The bismuth phosphate process was first operated on a large scale at the Hanford Site, in the later part of 1944. It was successful for plutonium separation in the emergency situation existing then, but it had a significant weakness: the inability to recover uranium.

The first successful solvent extraction process for the recovery of pure uranium and plutonium was developed at ORNL in 1949. The PUREX process is the current method of extraction. Separation plants were also constructed at Savannah River Site and a smaller plant at West Valley Reprocessing Plant which closed by 1972 because of its inability to meet new regulatory requirements.

Reprocessing of civilian fuel has long been employed at the COGEMA La Hague site in France, the Sellafield site in the United Kingdom, the Mayak Chemical Combine in Russia, and at sites such as the Tokai plant in Japan, the Tarapur plant in India, and briefly at the West Valley Reprocessing Plant in the United States.

In October 1976, concern of nuclear weapons proliferation (especially after India demonstrated nuclear weapons capabilities using reprocessing technology) led President Gerald Ford to issue a Presidential directive to indefinitely suspend the commercial reprocessing and recycling of plutonium in the U.S. On 7 April 1977, President Jimmy Carter banned the reprocessing of commercial reactor spent nuclear fuel. The key issue driving this policy was the risk of nuclear weapons proliferation by diversion of plutonium from the civilian fuel cycle, and to encourage other nations to follow the US lead. After that, only countries that already had large investments in reprocessing infrastructure continued to reprocess spent nuclear fuel. President Reagan lifted the ban in 1981, but did not provide the substantial subsidy that would have been necessary to start up commercial reprocessing.

In March 1999, the U.S. Department of Energy (DOE) reversed its policy and signed a contract with a consortium of Duke Energy, COGEMA, and Stone & Webster (DCS) to design and operate a mixed oxide (MOX) fuel fabrication facility. Site preparation at the Savannah River Site (South Carolina) began in October 2005. In 2011 the New York Times reported "...11 years after the government awarded a construction contract, the cost of the project has soared to nearly $5 billion. The vast concrete and steel structure is a half-finished hulk, and the government has yet to find a single customer, despite offers of lucrative subsidies." TVA (currently the most likely customer) said in April 2011 that it would delay a decision until it could see how MOX fuel performed in the nuclear accident at Fukushima Daiichi.

==Separation technologies==
===Water and organic solvents===
====PUREX====

PUREX is the standard method as of 2026. It is an acronym standing for Plutonium and Uranium Recovery by EXtraction. The PUREX process is a liquid-liquid extraction method used to separately extract uranium and plutonium.

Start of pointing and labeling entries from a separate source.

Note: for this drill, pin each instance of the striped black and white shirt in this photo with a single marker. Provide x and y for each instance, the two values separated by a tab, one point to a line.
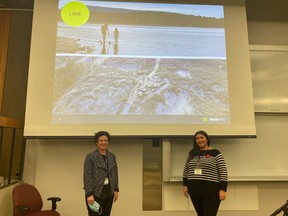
205	172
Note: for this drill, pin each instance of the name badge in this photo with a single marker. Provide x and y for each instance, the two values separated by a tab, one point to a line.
198	171
106	181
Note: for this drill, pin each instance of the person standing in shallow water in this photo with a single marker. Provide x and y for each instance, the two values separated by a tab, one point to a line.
205	176
100	176
104	31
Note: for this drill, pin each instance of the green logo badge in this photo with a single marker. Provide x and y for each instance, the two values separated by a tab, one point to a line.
75	13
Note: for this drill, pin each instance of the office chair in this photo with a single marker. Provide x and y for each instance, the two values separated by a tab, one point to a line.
28	201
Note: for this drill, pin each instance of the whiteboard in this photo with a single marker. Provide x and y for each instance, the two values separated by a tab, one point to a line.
248	159
269	67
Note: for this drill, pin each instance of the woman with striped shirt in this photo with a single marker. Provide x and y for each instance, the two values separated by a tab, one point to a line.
205	176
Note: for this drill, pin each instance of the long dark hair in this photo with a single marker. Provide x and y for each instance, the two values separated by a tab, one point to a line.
195	146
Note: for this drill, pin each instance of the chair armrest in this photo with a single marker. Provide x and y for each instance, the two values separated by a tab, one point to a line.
22	209
54	200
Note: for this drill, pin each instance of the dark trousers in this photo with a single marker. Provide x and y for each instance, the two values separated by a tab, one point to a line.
106	206
206	205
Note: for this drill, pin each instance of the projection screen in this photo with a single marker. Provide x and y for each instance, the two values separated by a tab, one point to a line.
139	69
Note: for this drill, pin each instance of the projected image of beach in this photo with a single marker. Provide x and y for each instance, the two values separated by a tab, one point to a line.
142	63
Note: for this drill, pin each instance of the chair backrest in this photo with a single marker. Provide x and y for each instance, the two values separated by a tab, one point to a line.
26	195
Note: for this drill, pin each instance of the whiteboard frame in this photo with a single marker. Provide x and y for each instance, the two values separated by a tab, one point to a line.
269	96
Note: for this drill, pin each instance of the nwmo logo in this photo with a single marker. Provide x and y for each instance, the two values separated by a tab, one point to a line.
217	119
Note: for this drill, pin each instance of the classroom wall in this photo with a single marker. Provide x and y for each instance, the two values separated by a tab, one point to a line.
56	166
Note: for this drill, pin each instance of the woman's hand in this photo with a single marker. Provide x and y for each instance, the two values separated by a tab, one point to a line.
90	199
222	195
185	191
115	196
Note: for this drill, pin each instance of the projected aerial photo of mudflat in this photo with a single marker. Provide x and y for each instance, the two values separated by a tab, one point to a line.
150	68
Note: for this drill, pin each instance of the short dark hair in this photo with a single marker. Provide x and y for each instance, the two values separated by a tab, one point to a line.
101	133
204	134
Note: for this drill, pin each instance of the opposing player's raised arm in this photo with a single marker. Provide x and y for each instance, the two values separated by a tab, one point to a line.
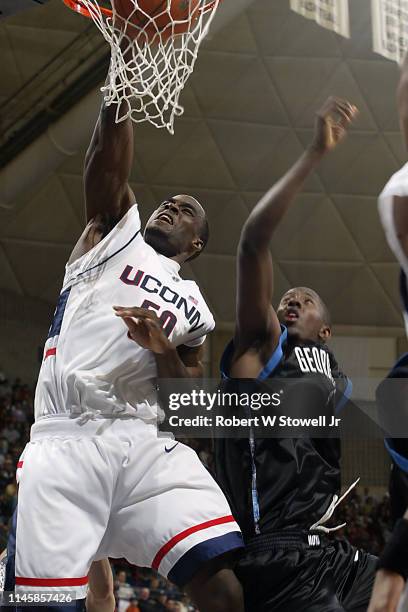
108	163
257	323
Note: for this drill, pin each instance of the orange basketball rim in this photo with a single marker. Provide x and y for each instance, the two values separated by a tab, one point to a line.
78	7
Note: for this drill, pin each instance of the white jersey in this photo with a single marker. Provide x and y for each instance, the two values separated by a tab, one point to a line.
396	186
90	365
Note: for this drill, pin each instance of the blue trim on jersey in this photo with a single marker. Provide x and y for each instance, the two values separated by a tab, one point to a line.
110	256
270	366
185	568
346	395
59	314
10	581
277	355
399	460
404	290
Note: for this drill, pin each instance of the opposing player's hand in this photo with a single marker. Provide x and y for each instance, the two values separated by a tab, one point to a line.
144	328
388	588
332	122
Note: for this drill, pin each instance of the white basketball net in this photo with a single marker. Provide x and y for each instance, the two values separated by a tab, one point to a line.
150	68
390	28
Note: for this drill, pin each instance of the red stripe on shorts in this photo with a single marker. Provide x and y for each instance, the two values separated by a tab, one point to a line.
50	582
184	534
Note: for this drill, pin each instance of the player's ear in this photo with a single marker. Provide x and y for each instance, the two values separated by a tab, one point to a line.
197	245
325	333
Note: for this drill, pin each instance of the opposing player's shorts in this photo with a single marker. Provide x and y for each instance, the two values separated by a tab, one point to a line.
112	488
300	571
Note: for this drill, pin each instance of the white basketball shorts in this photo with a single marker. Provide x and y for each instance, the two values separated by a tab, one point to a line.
112	488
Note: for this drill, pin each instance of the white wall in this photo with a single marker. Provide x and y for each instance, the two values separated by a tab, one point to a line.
24	323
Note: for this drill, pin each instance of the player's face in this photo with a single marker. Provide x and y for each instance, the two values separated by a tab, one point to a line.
301	311
174	227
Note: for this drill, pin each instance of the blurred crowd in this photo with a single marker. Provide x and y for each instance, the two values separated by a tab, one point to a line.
142	590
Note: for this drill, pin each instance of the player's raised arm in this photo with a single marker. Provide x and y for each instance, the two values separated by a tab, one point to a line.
256	318
108	163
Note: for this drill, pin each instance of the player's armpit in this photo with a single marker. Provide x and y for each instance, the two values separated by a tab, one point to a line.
400	213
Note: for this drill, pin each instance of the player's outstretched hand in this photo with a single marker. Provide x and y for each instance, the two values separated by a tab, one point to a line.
332	122
144	328
387	591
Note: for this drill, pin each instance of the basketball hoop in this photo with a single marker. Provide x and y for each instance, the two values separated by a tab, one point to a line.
154	46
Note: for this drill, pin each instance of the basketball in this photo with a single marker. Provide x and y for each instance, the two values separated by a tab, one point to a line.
156	18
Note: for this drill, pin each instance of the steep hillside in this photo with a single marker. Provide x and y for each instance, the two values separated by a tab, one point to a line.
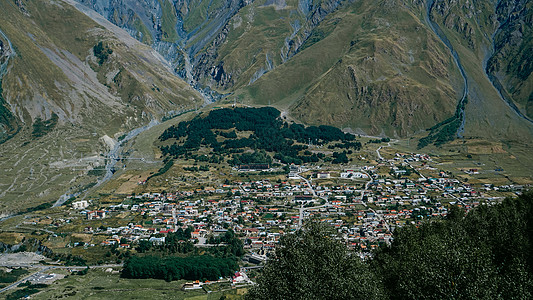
380	70
491	40
377	66
69	82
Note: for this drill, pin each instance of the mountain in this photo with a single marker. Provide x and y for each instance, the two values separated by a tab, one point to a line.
386	67
77	76
70	88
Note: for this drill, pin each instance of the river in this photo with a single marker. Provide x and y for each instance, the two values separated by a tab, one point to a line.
113	156
440	34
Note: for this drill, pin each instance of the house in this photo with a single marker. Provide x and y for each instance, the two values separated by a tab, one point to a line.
95	214
80	204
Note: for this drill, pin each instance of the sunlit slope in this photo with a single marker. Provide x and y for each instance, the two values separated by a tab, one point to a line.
372	66
66	99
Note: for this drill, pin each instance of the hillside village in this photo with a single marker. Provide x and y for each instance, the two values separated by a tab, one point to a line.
372	202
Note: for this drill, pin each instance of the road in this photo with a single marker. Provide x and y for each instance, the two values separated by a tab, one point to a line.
302	209
370	208
44	268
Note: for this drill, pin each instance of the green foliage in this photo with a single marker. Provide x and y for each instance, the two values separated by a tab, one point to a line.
445	131
257	157
27	291
483	255
101	52
12	276
232	246
313	264
175	268
163	170
269	134
41	128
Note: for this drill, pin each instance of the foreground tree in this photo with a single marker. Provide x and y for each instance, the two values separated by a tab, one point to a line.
313	264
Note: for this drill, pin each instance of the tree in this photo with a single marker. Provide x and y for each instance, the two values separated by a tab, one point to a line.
313	264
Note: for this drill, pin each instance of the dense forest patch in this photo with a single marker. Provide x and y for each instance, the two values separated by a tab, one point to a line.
260	129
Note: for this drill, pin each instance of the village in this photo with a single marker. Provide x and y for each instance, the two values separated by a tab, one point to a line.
363	204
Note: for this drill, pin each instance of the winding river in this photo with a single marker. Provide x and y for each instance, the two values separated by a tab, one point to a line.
113	156
440	34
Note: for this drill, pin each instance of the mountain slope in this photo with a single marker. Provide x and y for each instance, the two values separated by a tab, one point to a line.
65	94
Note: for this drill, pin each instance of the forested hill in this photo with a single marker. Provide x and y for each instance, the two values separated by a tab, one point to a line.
232	131
485	254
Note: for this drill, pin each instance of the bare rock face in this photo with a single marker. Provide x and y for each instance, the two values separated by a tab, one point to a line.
242	47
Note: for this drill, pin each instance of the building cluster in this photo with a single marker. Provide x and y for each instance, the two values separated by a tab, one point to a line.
364	205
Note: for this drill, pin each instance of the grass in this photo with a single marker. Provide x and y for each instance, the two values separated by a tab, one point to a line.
98	284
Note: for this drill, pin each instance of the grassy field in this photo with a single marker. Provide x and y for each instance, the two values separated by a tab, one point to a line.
98	284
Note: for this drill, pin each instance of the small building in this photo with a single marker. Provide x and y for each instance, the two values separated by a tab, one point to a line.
80	204
95	214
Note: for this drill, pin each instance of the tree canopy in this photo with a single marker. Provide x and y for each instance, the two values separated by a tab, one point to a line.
313	264
485	254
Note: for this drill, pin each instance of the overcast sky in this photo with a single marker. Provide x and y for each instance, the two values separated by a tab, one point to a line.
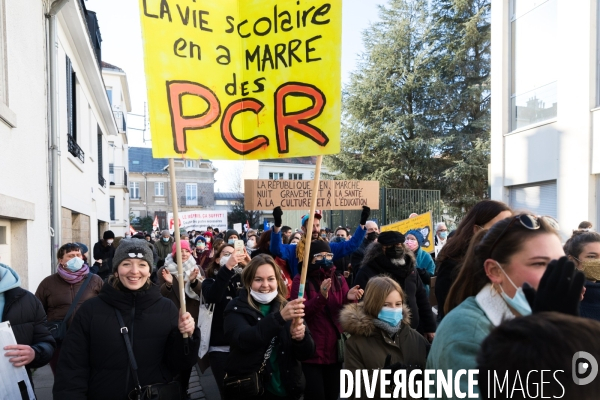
122	46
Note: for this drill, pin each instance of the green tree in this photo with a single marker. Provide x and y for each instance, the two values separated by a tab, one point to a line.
462	55
387	132
416	111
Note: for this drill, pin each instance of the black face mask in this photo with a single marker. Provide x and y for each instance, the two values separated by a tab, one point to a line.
394	252
372	236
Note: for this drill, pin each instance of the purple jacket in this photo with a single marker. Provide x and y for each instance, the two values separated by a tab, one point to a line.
319	313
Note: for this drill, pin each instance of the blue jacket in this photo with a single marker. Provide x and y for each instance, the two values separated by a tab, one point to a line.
590	305
339	250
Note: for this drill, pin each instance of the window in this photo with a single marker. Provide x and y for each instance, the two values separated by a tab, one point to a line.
101	180
159	188
534	61
112	208
538	199
71	101
134	190
191	194
6	114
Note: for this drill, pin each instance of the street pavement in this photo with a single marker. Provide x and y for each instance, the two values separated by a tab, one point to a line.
202	386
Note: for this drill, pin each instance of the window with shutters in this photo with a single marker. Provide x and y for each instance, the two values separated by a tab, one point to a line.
101	180
112	208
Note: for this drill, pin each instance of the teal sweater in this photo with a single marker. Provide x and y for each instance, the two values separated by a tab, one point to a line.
457	341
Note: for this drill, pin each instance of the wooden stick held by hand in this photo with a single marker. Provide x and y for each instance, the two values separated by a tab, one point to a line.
309	226
177	238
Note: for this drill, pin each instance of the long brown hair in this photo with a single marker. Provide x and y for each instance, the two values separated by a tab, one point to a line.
481	213
376	291
214	266
249	273
472	277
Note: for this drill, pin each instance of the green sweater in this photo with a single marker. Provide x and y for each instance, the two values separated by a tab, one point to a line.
457	341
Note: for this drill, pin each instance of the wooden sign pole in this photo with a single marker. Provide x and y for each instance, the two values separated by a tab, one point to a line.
309	225
177	238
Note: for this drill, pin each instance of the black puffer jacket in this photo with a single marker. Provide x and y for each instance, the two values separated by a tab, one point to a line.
93	362
423	319
250	333
220	291
27	317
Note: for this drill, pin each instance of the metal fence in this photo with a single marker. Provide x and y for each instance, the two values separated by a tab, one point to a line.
394	205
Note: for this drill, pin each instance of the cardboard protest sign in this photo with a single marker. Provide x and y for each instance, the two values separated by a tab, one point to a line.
243	79
14	382
262	194
199	220
422	223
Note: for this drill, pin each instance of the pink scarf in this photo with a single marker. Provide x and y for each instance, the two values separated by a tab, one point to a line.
73	277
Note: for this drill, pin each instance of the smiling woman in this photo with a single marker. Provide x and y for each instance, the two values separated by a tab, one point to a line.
93	362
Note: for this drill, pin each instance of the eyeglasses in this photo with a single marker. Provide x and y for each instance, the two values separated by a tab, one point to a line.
528	221
321	256
135	255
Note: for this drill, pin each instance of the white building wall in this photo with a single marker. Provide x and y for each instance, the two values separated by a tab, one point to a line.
24	192
560	149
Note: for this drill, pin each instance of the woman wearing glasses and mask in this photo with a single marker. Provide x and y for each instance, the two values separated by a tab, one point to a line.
508	272
584	250
325	294
94	362
223	280
58	291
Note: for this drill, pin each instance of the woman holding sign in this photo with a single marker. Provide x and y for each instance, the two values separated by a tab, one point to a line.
267	336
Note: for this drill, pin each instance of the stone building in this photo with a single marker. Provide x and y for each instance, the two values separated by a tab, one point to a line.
150	189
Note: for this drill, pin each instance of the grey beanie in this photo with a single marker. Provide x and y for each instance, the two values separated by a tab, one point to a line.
132	246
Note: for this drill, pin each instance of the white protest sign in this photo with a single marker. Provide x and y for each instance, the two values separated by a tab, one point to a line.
199	220
13	380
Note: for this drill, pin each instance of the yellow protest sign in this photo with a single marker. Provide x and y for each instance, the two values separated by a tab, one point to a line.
243	79
422	223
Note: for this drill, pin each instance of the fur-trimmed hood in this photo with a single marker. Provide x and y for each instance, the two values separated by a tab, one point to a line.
355	321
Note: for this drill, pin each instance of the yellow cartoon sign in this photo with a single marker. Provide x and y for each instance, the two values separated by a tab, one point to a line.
422	223
243	79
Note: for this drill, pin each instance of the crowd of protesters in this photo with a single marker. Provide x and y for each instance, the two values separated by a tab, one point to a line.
505	285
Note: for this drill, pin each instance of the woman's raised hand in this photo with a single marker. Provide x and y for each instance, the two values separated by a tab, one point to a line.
167	276
293	309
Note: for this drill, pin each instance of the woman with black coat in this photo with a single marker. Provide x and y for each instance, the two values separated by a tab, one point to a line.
94	362
220	286
389	256
261	319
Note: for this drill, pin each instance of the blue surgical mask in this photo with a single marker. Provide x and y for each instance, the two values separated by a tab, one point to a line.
391	316
74	264
519	303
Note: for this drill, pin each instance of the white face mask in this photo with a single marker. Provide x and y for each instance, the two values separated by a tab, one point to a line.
263	298
223	260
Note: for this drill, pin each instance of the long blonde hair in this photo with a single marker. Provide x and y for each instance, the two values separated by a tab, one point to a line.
249	273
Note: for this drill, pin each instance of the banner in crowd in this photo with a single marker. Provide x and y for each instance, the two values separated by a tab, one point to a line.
243	79
199	220
263	194
422	223
12	379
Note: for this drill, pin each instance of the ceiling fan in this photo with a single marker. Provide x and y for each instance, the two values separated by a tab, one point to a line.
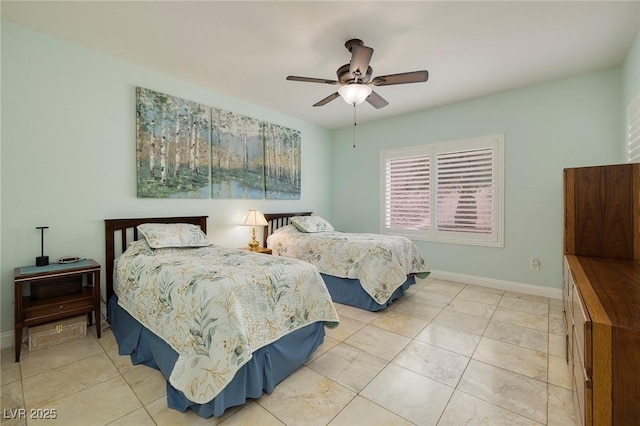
355	79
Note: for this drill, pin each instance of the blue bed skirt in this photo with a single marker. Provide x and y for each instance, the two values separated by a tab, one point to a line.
349	291
269	365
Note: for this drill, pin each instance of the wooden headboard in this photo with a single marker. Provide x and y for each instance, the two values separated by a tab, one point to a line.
125	230
277	220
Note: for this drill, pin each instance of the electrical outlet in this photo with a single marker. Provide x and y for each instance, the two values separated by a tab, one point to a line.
535	265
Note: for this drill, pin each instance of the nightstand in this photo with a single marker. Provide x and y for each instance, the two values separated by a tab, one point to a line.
263	250
56	291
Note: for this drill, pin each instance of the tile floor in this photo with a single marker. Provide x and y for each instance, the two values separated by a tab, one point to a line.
445	354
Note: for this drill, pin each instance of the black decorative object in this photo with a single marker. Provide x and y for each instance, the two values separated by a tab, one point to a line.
42	260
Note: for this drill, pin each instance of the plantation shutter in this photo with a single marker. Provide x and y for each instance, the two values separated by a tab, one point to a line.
465	181
633	130
407	202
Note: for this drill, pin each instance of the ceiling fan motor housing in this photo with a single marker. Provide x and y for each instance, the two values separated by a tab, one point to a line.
345	77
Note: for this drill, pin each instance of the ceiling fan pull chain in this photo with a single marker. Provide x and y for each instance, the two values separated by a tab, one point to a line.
354	125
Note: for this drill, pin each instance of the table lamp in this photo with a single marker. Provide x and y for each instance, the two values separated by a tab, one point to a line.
254	218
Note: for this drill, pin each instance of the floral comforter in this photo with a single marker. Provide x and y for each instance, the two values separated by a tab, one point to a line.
381	262
215	306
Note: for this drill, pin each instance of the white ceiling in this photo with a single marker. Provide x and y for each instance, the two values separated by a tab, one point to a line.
246	49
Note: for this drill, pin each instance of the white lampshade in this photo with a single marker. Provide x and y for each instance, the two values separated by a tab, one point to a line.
355	93
254	218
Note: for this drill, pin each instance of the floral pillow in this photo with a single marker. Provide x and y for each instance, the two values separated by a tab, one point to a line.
161	235
311	224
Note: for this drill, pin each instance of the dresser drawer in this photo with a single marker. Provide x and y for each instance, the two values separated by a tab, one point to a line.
582	330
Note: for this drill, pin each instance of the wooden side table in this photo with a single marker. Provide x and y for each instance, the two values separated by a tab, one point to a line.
263	250
52	305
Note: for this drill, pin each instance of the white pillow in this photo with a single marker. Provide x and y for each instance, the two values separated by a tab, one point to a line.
161	235
311	224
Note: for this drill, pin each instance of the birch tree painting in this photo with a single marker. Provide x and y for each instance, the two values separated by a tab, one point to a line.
173	141
237	155
282	162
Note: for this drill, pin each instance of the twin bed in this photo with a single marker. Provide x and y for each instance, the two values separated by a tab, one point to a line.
225	325
222	325
368	271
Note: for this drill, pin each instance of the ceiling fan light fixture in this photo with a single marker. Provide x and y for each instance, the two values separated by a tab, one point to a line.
354	93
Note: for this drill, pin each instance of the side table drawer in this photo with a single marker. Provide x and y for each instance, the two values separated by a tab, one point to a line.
62	307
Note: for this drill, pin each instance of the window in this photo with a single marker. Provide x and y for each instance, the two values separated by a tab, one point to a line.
448	192
633	130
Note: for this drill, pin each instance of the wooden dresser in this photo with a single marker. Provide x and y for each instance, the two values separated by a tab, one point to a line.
602	291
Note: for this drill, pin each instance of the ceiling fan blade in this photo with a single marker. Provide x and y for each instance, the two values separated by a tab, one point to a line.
402	78
360	58
327	99
311	80
377	101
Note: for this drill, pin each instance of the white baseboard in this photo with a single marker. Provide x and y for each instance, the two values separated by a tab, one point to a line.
553	293
6	339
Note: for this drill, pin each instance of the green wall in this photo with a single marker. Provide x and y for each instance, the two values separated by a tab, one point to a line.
565	123
68	154
631	72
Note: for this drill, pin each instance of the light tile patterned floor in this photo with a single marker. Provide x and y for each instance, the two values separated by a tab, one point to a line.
445	354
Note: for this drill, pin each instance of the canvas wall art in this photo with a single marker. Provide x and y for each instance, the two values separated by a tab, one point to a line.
237	151
282	162
189	150
172	142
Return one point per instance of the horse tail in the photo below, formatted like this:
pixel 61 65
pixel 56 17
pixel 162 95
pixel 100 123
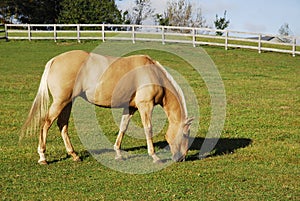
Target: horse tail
pixel 40 105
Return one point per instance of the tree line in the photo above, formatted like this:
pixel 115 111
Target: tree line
pixel 178 13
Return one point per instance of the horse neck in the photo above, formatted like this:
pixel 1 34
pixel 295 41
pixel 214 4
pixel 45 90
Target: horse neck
pixel 174 106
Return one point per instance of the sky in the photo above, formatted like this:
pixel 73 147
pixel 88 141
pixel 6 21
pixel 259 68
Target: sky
pixel 262 16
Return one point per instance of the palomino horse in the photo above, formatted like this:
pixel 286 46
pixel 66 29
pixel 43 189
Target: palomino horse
pixel 133 83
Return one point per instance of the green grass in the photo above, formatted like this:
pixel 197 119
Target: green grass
pixel 263 107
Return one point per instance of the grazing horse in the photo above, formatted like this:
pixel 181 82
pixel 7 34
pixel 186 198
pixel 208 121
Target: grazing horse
pixel 133 83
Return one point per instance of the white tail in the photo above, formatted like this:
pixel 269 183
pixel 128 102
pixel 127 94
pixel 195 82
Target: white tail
pixel 39 108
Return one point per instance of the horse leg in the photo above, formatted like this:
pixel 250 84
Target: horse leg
pixel 62 123
pixel 53 113
pixel 146 109
pixel 127 114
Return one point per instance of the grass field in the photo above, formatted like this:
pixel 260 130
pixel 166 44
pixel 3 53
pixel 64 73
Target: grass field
pixel 257 157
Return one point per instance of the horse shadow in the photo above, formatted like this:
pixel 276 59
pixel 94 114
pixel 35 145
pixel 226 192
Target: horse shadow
pixel 204 147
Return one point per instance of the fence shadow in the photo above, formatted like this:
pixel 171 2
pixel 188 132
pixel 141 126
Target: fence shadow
pixel 214 147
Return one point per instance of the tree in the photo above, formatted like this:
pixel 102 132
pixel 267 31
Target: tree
pixel 221 23
pixel 89 11
pixel 139 12
pixel 285 30
pixel 7 10
pixel 181 13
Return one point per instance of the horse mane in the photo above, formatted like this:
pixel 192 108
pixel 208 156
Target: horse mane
pixel 175 85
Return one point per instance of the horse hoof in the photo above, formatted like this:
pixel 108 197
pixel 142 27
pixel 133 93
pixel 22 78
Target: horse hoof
pixel 119 158
pixel 159 162
pixel 43 163
pixel 77 159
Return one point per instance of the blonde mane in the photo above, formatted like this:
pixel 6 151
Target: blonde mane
pixel 176 86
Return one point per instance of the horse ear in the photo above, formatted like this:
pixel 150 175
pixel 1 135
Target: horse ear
pixel 187 125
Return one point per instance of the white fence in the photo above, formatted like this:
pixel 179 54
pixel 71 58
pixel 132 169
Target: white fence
pixel 163 34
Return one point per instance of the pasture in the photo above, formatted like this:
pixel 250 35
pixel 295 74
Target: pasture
pixel 256 158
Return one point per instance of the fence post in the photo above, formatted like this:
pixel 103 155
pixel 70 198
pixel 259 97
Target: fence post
pixel 226 40
pixel 103 33
pixel 294 46
pixel 78 33
pixel 259 43
pixel 29 32
pixel 6 32
pixel 194 37
pixel 54 33
pixel 133 34
pixel 163 35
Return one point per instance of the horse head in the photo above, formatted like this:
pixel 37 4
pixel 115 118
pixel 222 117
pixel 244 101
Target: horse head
pixel 179 146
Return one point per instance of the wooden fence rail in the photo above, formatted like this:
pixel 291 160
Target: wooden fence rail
pixel 164 34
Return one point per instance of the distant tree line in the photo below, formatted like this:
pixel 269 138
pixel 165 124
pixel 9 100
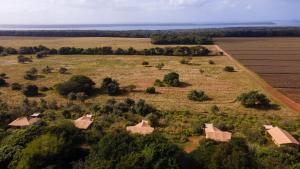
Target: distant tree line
pixel 180 39
pixel 42 51
pixel 212 32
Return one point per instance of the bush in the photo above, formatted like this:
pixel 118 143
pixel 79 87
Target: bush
pixel 254 99
pixel 214 109
pixel 30 90
pixel 150 90
pixel 16 86
pixel 44 88
pixel 110 87
pixel 160 66
pixel 2 82
pixel 211 62
pixel 229 69
pixel 197 96
pixel 76 84
pixel 172 79
pixel 62 70
pixel 158 83
pixel 145 63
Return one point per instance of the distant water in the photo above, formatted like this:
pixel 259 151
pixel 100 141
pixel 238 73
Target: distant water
pixel 167 26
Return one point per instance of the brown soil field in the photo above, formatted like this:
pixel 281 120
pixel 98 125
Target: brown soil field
pixel 276 60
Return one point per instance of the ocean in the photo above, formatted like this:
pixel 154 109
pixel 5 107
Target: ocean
pixel 148 26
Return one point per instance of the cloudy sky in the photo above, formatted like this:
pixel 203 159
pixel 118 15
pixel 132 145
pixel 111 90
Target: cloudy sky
pixel 145 11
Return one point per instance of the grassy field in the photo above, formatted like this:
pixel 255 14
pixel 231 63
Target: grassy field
pixel 82 42
pixel 180 113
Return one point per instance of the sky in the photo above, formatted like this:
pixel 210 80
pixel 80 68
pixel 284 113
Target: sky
pixel 146 11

When used on power reactor fuel, the plutonium extracted typically contains too much ^{240}Pu to be considered weapons-grade plutonium. Nevertheless, reliable nuclear weapons can be built at all sophistication levels using reactor-grade plutonium. Moreover, reactors that are capable of frequent refueling can be used to produce weapons-grade plutonium, which can be recovered using PUREX.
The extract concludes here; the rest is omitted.